Smythe pareció sorprenderse. Se puso las gafas.

—Yo diría que todas lo son, o por lo menos la mayoría. Eso, claro está, si se utilizan incorrectamente. —Titubeó y miró a Warne con más atención—. Pero las que se utilizan en las exhibiciones a cielo abierto, las tracas, serían las más…

—Su voz se apagó.

—¿Dónde las guardan? —preguntó Warne, que casi saltaba de impaciencia.

—En los depósitos del nivel C.

—¿Tiene usted acceso?

—Naturalmente. Supervisé la instalación.

Warne miró a Peccam, que había seguido la conversación con una expresión cada vez más incrédula. Después miró de nuevo a Smythe.

—Escuche, necesitamos su ayuda. Sin usted no podemos hacer nada. Es algo relacionado con… con lo que usted encontró en la sala de los especialistas. ¿Podría llevarnos a los depósitos donde guardan el material pirotécnico?

Smythe vaciló, esta vez un poco más.

—Por favor, señor Smythe. Es cuestión de vida o muerte. Se lo explicaré sobre la marcha.

No podemos perder ni un segundo más.

Por fin, Smythe asintió.

—Muy bien, en marcha —dijo Warne. Sujetó al experto de un brazo y casi lo arrastró hacia la puerta—. Lo más rápido que pueda, por favor. —Entonces se detuvo y miró atrás—. Tuercas, seguir.

Con un bocinazo de alegría, Tuercas siguió al grupo fuera de la habitación.

Mientras avanzaban a la carrera por el pasillo, Warne le daba vueltas al ecolocalizador del robot que llevaba en la muñeca.

16:20 h.

Angus Poole subió la escalera de dos en dos escalones, sujetándose con ambas manos a las balaustradas para darse impulso. Había pasado muchos años desde la última vez que había hecho marchas forzadas con el equipo completo, y ahora le faltaba el aliento. A su izquierda, la pared de la caja de la escalera se perdía en las alturas. A su derecha, al otro lado del cristal opaco que solo permitía la visión en un sentido, aparecían los verdes prados y los pabellones multicolores de Camelot, un fantástico tapiz de almenas, gallardetes y construcciones medievales. Poole no le prestó atención.

Había tardado más de lo previsto en encontrar el acceso a la escalera: primero había tenido que convencer a uno de los actores de Camelot y luego, con la ayuda de la tarjeta de Warne, conseguir que un guardia le permitiera pasar. Mientras subía, prefirió no pensar en los muchos minutos desperdiciados.

Tampoco quería pensar en lo descabellado que era todo aquello.
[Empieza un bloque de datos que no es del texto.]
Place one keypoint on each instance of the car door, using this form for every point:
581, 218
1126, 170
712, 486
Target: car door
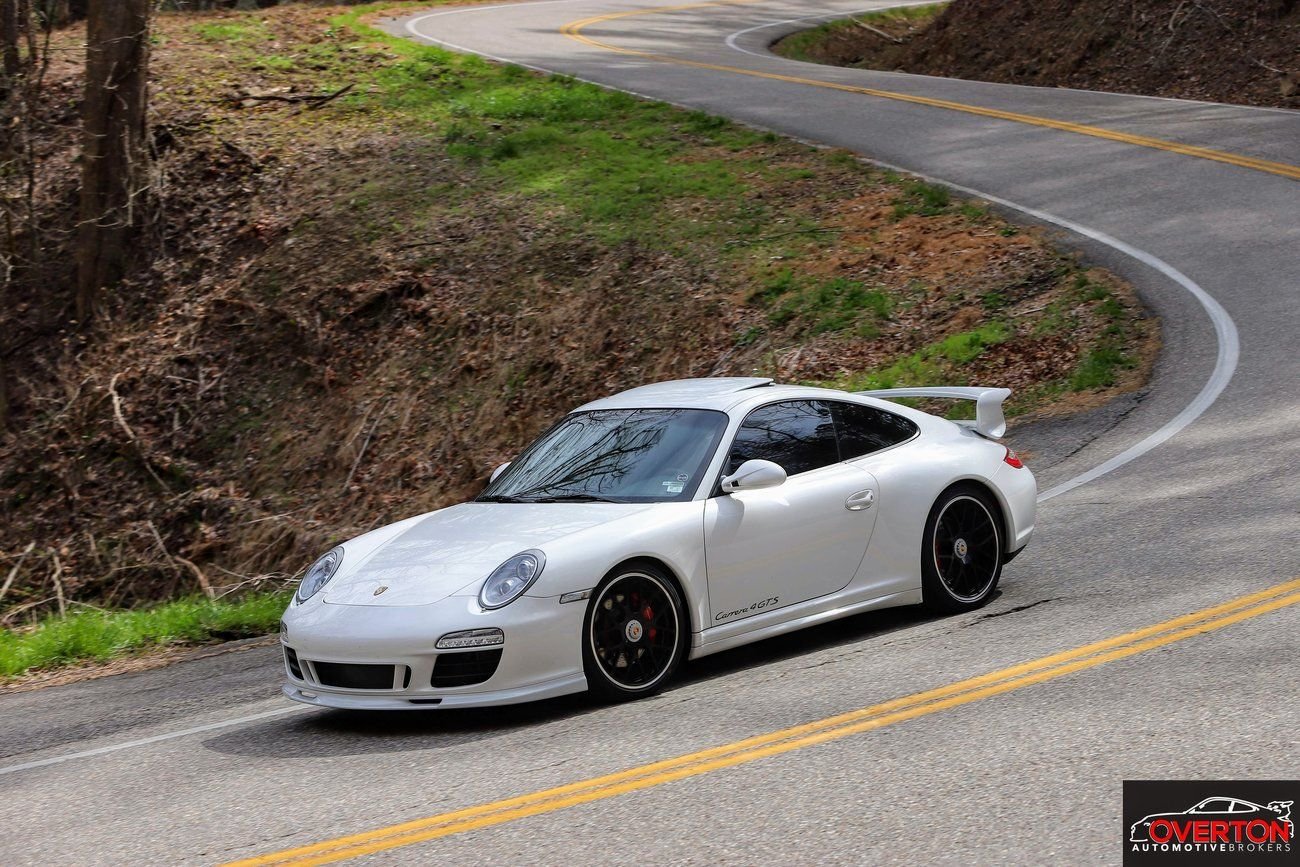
805, 538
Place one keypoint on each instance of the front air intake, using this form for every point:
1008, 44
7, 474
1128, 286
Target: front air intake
464, 668
358, 676
291, 660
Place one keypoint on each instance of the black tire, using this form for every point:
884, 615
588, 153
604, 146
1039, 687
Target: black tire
961, 551
635, 633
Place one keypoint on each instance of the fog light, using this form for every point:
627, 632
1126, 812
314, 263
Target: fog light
471, 638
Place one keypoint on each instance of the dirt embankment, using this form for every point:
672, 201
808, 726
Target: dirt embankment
1226, 51
346, 316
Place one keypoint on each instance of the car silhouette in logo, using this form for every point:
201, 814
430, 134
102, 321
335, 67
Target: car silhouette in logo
1234, 810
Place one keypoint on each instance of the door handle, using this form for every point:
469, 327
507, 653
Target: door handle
859, 501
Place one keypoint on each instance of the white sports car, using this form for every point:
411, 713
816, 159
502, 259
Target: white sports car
663, 524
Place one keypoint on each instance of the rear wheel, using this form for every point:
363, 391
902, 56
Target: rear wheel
961, 553
635, 633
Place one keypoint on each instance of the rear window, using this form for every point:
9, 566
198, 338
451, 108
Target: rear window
865, 429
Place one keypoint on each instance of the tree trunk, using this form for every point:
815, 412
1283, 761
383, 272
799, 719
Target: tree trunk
11, 37
113, 144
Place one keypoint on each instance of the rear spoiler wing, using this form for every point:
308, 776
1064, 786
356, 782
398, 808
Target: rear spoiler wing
989, 420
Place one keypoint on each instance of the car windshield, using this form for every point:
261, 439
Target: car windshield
614, 455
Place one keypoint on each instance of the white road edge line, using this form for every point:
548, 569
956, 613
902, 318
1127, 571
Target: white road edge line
1225, 329
168, 736
732, 42
1225, 367
1225, 332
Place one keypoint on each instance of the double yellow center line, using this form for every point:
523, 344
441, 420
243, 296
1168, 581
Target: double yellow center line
792, 738
573, 30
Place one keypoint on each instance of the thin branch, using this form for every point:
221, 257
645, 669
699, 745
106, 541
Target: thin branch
17, 566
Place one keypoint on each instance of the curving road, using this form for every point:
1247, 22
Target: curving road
996, 737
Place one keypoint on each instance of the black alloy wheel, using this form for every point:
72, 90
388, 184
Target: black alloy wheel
635, 634
961, 551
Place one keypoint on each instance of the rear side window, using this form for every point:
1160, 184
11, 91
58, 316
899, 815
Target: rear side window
866, 429
797, 434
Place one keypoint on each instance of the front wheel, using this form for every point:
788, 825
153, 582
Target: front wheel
635, 633
961, 551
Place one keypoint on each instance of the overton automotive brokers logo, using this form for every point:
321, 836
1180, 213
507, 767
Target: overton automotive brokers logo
1223, 822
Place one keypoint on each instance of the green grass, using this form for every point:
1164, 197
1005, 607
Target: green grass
95, 634
232, 31
802, 46
601, 161
835, 304
928, 200
939, 362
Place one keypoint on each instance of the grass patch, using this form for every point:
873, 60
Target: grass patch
603, 161
94, 634
939, 362
924, 199
835, 304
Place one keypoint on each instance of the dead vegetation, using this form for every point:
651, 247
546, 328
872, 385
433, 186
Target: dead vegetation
350, 315
1227, 51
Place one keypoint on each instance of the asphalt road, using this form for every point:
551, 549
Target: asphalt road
124, 771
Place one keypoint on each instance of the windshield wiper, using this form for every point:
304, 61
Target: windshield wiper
573, 498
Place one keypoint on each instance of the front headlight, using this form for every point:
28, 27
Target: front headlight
508, 581
320, 573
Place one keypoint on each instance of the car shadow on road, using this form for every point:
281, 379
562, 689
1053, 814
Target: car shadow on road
316, 733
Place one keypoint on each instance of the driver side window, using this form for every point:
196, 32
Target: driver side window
797, 434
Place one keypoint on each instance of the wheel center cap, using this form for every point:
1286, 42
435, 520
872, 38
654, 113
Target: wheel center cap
633, 631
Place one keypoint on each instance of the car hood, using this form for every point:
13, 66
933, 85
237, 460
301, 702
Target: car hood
453, 550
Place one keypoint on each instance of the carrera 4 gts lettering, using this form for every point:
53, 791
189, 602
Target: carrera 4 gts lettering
757, 606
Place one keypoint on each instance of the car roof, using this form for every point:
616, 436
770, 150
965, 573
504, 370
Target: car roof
718, 393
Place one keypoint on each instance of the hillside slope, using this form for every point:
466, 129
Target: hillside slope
350, 313
1227, 51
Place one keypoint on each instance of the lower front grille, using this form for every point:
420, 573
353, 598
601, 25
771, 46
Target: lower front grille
358, 676
464, 668
291, 659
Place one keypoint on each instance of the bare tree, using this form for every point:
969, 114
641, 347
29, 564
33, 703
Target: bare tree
115, 152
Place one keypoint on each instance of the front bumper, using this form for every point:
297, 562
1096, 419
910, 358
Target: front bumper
541, 655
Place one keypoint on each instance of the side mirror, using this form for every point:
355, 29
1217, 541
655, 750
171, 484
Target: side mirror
754, 475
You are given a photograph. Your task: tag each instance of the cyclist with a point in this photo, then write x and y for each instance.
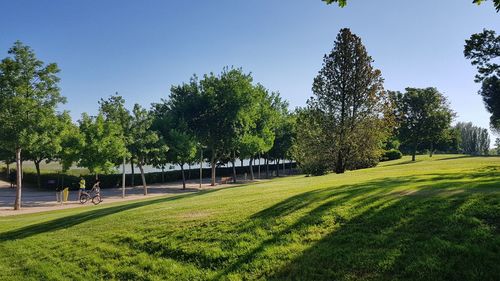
(82, 187)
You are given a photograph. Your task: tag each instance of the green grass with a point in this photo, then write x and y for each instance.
(436, 219)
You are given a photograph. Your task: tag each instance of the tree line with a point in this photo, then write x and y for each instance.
(350, 122)
(225, 117)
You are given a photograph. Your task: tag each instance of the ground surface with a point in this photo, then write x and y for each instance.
(430, 220)
(35, 200)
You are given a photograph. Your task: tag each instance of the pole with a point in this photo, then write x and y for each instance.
(123, 178)
(201, 167)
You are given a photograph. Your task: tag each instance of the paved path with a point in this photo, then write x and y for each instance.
(34, 201)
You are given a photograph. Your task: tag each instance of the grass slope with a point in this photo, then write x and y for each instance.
(436, 219)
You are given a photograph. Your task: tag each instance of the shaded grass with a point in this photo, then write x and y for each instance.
(431, 220)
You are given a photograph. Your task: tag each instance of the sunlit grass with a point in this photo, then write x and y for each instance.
(431, 220)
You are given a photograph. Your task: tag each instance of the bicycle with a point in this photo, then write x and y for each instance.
(94, 194)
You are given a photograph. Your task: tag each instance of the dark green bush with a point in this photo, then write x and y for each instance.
(392, 154)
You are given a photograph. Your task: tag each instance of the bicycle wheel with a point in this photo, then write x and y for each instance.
(84, 198)
(96, 199)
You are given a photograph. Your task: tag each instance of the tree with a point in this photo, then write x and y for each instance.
(114, 111)
(102, 144)
(221, 104)
(284, 131)
(170, 123)
(483, 49)
(425, 118)
(45, 143)
(348, 91)
(310, 143)
(145, 142)
(257, 134)
(343, 3)
(29, 93)
(473, 140)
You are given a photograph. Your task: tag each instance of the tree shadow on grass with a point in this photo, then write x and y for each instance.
(81, 217)
(384, 234)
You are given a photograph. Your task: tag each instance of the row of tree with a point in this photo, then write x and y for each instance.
(351, 122)
(224, 117)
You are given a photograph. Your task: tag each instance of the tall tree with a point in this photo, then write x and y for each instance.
(343, 3)
(483, 49)
(222, 101)
(102, 144)
(425, 117)
(170, 122)
(473, 140)
(145, 142)
(258, 132)
(29, 93)
(45, 143)
(114, 110)
(349, 92)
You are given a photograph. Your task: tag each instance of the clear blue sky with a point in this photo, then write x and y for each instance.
(141, 48)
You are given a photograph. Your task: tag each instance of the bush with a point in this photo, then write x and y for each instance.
(392, 154)
(314, 168)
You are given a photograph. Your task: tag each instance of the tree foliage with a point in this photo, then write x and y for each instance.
(29, 94)
(424, 118)
(343, 3)
(349, 97)
(473, 140)
(483, 49)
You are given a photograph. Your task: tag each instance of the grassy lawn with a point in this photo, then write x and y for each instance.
(435, 219)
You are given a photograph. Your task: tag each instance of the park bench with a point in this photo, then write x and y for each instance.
(225, 180)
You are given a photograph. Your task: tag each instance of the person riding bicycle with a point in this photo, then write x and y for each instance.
(97, 187)
(82, 187)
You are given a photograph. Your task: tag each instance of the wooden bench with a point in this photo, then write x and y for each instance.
(225, 180)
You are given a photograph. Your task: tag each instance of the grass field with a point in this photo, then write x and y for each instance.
(435, 219)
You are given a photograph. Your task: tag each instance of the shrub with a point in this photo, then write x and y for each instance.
(391, 154)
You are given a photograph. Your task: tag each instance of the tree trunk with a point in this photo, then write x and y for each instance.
(17, 203)
(340, 166)
(143, 179)
(414, 153)
(38, 180)
(267, 167)
(123, 176)
(212, 166)
(183, 177)
(234, 169)
(259, 168)
(132, 170)
(251, 169)
(162, 174)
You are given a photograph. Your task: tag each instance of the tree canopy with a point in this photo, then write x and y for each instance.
(343, 3)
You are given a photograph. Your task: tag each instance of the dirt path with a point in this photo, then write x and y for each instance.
(34, 201)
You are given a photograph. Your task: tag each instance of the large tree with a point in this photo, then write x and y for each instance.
(45, 143)
(29, 93)
(343, 3)
(145, 141)
(171, 121)
(114, 110)
(348, 91)
(473, 140)
(483, 49)
(424, 118)
(102, 144)
(221, 105)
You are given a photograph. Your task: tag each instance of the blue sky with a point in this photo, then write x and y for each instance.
(141, 48)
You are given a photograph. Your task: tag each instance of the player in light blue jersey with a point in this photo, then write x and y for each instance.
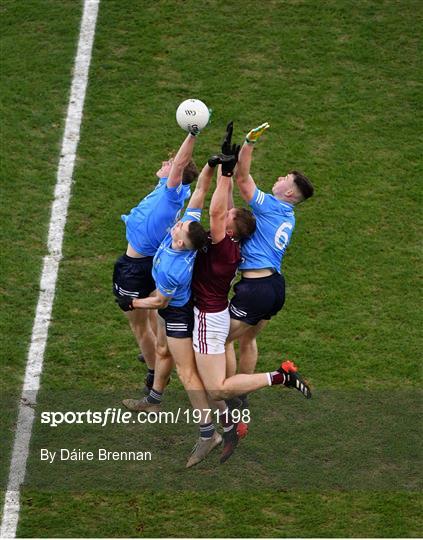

La idea de que habían colocado explosivos para derrumbar la cúpula sobre el parque y matar a miles de personas parecía demasiado exagerada incluso para alguien como John Doe. Poole se preguntó si Sarah Boatwright habría entendido bien las palabras que había dicho Barksdale con la boca destrozada, o si se podía creer en Barksdale. Quizá no era más que el delirio de un moribundo o tal vez un plan para escapar, para conseguir que lo dejaran solo en el centro médico. Pero el instinto le decía otra cosa. Barksdale se había mostrado desesperado por hablar, se había ahogado con su propia sangre en sus esfuerzos para advertirle a la directora del parque lo que iba a suceder. Solo mover las mandíbulas aplastadas debía de haber sido un dolor terrible. No podía ser que estuviese mintiendo.